History of the Museum of Art and History of Provence

The Provence Art and History Museum is housed in an eighteenth century mansion built by one of the oldest families of medieval Provencal nobility, the Grasse family then Grasse-Cabris combined with the Clapiers. The Marquis Jean-Paul de Clapiers-Cabris married Louise Riqueti (1769), sister of Count Mirabeau (1749-1791), deputy of the Third Estate.

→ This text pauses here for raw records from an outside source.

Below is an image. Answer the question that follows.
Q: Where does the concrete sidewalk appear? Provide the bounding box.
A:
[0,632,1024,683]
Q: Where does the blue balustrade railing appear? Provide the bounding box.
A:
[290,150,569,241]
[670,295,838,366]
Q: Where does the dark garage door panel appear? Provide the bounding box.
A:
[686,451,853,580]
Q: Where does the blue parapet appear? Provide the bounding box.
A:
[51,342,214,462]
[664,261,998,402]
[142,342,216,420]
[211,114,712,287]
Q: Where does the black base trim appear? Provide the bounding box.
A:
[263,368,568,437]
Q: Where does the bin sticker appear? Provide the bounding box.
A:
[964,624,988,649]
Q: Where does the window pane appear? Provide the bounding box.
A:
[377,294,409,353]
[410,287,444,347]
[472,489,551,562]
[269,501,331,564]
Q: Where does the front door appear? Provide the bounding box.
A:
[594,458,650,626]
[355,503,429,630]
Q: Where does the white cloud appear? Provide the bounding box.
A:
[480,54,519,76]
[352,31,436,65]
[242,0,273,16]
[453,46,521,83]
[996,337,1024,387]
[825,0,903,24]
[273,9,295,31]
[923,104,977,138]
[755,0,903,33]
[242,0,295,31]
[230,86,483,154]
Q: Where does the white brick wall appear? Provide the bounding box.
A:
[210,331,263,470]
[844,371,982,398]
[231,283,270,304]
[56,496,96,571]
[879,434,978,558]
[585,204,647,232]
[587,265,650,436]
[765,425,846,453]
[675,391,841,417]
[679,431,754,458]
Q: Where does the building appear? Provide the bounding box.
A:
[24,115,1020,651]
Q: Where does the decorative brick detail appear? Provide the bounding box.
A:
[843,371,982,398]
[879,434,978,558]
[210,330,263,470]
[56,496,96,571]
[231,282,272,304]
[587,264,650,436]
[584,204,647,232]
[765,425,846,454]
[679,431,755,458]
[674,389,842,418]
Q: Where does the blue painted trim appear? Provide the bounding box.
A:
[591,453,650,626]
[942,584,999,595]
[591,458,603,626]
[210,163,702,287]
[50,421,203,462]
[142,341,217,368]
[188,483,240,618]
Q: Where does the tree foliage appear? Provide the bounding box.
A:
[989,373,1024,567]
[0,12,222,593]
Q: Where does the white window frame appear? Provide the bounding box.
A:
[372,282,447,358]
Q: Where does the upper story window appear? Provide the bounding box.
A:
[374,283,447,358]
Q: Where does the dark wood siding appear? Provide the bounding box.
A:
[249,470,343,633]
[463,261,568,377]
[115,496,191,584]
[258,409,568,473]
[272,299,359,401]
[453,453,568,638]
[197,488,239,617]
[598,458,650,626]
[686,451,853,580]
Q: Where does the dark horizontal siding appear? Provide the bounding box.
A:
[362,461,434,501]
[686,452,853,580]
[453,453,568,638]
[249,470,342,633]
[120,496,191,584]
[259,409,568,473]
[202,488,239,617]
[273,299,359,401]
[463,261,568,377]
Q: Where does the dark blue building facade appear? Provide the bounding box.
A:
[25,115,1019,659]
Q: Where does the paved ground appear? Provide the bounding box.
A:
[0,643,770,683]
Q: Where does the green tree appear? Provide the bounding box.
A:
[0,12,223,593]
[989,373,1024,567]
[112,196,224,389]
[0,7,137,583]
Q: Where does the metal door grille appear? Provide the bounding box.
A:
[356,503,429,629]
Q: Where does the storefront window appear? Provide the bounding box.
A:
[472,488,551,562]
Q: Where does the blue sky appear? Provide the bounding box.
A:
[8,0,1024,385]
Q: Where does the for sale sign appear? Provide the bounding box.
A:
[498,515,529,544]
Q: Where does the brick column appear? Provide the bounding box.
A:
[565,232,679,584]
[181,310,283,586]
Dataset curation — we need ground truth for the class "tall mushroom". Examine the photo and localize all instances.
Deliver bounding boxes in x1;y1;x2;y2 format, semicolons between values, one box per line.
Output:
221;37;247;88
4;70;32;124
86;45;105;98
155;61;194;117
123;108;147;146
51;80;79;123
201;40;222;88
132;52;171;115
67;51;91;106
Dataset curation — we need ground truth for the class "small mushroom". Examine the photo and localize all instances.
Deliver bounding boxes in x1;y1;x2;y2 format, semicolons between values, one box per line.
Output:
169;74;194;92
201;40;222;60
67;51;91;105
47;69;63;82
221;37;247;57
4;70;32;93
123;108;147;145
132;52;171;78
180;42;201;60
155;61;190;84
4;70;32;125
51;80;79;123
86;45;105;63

This mansion is the work, at the foot of the ramparts, of Jean Orello, the Milanese architect. Italian with its roof terrace and its colourful façade but French with its classicism on the south side, the distribution of the building and its layout are Provencal.
Richly decorated and furnished but unfinished, the work was abandoned around 1776. Revolutionary events forced the family to flee to Italy and revolutionary national library was established in their home, the only survivor of a larger project that would have housed a museum and a plant conservatory in the garden. 
In 1813 the daughter of the Marquis of Clapiers-Cabris, through a forced sale because of her parents' debts, sold the building to the Bruery brothers: they were perfumers and made the building their home and factory. This company proved fatal because it irretrievably transformed the building. 
Thereafter, the Bruery heirs only used the building to store their perfumes in the west.
Then (late nineteenth-early twentieth century) the Clapiers-Cabris hotel became a residential building and underwent, again, multiple renovations. 
Finally, it was in 1918 that Francis Carnot lent his fortune and skills to this building and he revived it without being able to replace what was destroyed and sold during the previous century such as the wood panels from the lounges and bedrooms, the chimneys, some of the furniture and the parquet floors in the apartments.
He launched a public subscription and in 1921 he created the Fragonard Museum now called the Provence Museum of Art and History.

The M.A.H.P. and its building have been owned by the City of Grasse since 1952.